Second, exercise. Exercise increases testosterone. This will very likely make you happier and more even-keeled, and, no, it will not make you look like a dude, even if you are already a big girl (in fact, teenage girls have been busted for shooting up with anabolic steroids as a way to stay thin — there’s a reason teenage boys can eat like wild beasts and not get fat). Also, from this article about weight training and testosterone:

Women enjoy sex more often when they have normal, healthy levels of testosterone…. Heightened sexual arousal in women generally occurs when testosterone binds with estrogen receptors, which directly influence her sex drive, mood, muscle and bone density, energy levels and metabolic processes that ignite sexual metabolism.

Third, if anyone ever tells you you are “too emotional,” point out that the speaker is biased in what emotions he’s thinking of. Anger is an emotion. Is he being overly emotional? Ben Barres, a professor of neurobiology who has transitioned from female to male, says:

It is just patently absurd to say women are more emotional than men. Men commit 25 times the murders; it’s shocking what the numbers are. And if anyone ever sees a woman with road rage, they should write it up and send it to a medical journal.

(The Ben Barres interview is four years old, but it’s a real pick-me-up!)
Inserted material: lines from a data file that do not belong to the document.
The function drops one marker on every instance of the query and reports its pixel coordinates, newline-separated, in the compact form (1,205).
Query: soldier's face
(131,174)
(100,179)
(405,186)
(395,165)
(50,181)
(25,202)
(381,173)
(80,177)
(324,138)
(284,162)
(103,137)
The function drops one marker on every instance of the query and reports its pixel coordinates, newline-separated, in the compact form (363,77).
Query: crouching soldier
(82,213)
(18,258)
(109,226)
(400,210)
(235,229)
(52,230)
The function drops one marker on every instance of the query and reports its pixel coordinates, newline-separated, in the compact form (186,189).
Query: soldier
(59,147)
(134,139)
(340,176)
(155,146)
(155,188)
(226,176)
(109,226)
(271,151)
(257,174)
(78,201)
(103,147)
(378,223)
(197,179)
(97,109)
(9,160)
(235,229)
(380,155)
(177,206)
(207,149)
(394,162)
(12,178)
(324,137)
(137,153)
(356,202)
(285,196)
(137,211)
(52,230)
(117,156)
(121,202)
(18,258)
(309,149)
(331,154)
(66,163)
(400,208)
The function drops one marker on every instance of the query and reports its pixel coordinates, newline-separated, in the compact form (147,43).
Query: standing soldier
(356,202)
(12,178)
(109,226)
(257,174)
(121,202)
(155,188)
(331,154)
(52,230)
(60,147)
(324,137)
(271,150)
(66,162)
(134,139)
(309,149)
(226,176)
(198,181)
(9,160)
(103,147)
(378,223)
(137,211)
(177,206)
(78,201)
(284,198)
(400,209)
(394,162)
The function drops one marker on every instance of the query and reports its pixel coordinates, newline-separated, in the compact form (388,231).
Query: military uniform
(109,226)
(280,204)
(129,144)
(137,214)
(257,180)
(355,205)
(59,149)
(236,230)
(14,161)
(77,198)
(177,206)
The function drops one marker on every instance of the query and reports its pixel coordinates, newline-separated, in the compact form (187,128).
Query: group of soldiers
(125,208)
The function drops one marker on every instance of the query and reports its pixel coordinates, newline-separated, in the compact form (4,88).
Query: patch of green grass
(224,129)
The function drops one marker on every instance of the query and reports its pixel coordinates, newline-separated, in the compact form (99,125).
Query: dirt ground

And, for those who weep on cue? In the book Hardball for Women: Winning at the Game of Business, author Pat Heim, Ph.D., gives suggestions for those who can’t help crying in business. “Many men see crying as a conscious decision,” she explains,”but for most women, including myself, choice has nothing to do with it.” She nixes the idea of getting “cagey” and tipping your head back, because then the tears just run into your ears. She suggests trying to prevent crying by expressing anger instead (okay, great), or, if that doesn’t work, digging your fingernails into your wrist to cause pain (um…) or, alternately:

Announce The Cry: If you know an issue is likely to get to you, you can say to your boss: “Paul, I need to talk to you about yesterday’s announcement. I want you to know I care a great deal about this and that I might cry when we talk about it. Please pay no attention.” …Just bring your own tissues and make little ado of the tears. Treat them like the hiccups: an inevitable nuisance.

Or, you know, you could start your own damn company, or otherwise find a way to eschew the 9-to-5 lockup and work at home, where crying is allowed, and you can write blog posts before you’ve had a chance to stencil in your eyebrows.